Citadelle assiégée Ce raisonnement cynique visant à affaiblir le seul leader Palestinien susceptible de négocier la paix au profit de ceux qui ne reconnaissent même pas Israël et à caresser l'armée égyptienne dans le sens du poil au moment où elle tire sur les coptes et protège les incendiaires d'églises salafistes participe de cette stratégie de la tension qui caractérise et fait la force du Likoud. Cette idéologie de citadelle assiégée repose sur le concept fanatique de grand Israël lequel revient ni plus ni moins à nier toute possibilité d'un Etat palestinien, ni aujourd'hui, ni demain, ni jamais. Quoi de mieux dès lors que de jouer de la menace terroriste et de favoriser l'émergence d'un pouvoir militaro-religieux en Egypte pour mieux faire peur aux Israéliens. Des Israéliens qui pourtant très majoritairement sont favorables à un Etat palestinien et qui s'indignent chaque jour davantage d'une économie de guerre qui ne profitent qu'aux riches amis de M. Netanyahou et autres mafieux russes de l'entourage Lieberman.

03/03/2011

Mourir pour Tobrouk

J'ai déjà eu l'occasion ici même récemment de rappeler l'existence d'une directive de 2001 prévoyant une protection temporaire en cas d'afflux massif de réfugiés. Ce texte avait été adopté, mais trop tard, suite aux situations humaines dramatiques qui avait marqué les guerres dans les Balkans. Aujourd'hui que l'afflux massif de réfugiés en provenance de Libye est en passe de déstabiliser la Tunisie et l'Egypte, deux pays qui ont d'autres problèmes à régler suite à leur révolution démocratique, je ne regrette pas d'avoir lancé cet appel. Dans le vide naturellement puisque toute sollicitation de solidarité est désormais considérée comme un non-sens dans notre belle république lepeno-sarkozienne où le rejet de l'autre et la peur du changement font office de politique. Nous n'avons hélas rien à envier à nos voisins de ce point de vue, l'Allemagne par exemple se montrant plus étriquée encore.

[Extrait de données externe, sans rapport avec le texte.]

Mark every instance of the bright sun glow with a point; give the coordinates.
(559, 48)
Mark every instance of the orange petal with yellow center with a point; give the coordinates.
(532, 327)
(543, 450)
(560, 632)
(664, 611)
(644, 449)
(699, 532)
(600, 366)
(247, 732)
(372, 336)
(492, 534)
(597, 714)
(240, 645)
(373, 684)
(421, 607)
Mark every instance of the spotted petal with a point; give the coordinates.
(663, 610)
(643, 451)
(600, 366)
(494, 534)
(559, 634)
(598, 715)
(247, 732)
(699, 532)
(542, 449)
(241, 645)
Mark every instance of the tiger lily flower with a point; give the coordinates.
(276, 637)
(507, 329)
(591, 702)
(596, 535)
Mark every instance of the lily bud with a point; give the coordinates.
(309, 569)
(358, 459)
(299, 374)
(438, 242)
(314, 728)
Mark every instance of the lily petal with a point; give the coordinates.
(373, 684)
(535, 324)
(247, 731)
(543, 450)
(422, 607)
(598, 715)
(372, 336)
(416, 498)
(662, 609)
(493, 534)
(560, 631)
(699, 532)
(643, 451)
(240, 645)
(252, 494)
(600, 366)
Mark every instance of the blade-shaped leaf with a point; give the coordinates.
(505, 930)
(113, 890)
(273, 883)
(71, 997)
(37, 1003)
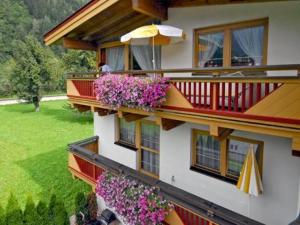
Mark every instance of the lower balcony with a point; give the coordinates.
(254, 103)
(86, 164)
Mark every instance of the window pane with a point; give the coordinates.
(208, 152)
(127, 131)
(150, 162)
(247, 46)
(150, 136)
(236, 155)
(211, 50)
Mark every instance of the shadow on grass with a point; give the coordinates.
(49, 171)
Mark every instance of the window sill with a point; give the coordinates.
(214, 175)
(125, 145)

Cela ne m'empêchera pas d'aller plus loin dans la provocation au vu des derniers développements en Libye, c'est à dire la contre-offensive militaire lancée par Mouammar Kadhafi contre les villes et régions qui se sont libérées de son emprise. Les estimations de victimes se comptent déjà en milliers. Faudra-t-il attendre qu'ils se comptent en dizaines de milliers pour que l'Union européenne se décide à intervenir? De loin dans un premier temps en organisant le quadrillage du ciel libyen afin de barrer la route, voire d'abattre les avions-chasseurs qui auraient velléités de tirer sur le peuple, de plus prés dans un second temps, si cette exclusion aérienne ne suffit pas et que la nécessité de débarquer des troupes à Tripoli s'avère indispensable au renversement de Kadhafou.

Ce plaidoyer guerrier n'a rien d'une lubie irréfléchie. On sait quand on commence une guerre, on ne sait jamais quand on l'arrête. Il suffit de voir le bourbier afghan (et alors même que j'étais et suis toujours favorable à l'intervention), sans parler du bourbier irakien (et alors même que je persiste à penser qu'à l'époque, en 2003, la priorité n'était pas d'attaquer le seul régime clairement anti-islamiste de la région). Reste que quand des images de massacres de femmes et d'enfants, de villages rasés, de prisonniers torturés, feront le tour des télévisions du monde, la veulerie dont nous faisons preuve aujourd'hui sera un motif de honte. C'était déjà le cas dans les années 90 en Bosnie et au Kosovo et ce sont les Américains qui se sont finalement coltinés Milosevic. Cette fois Washington demande clairement à Paris, Londres et Rome de prendre leurs responsabilités. Chiche!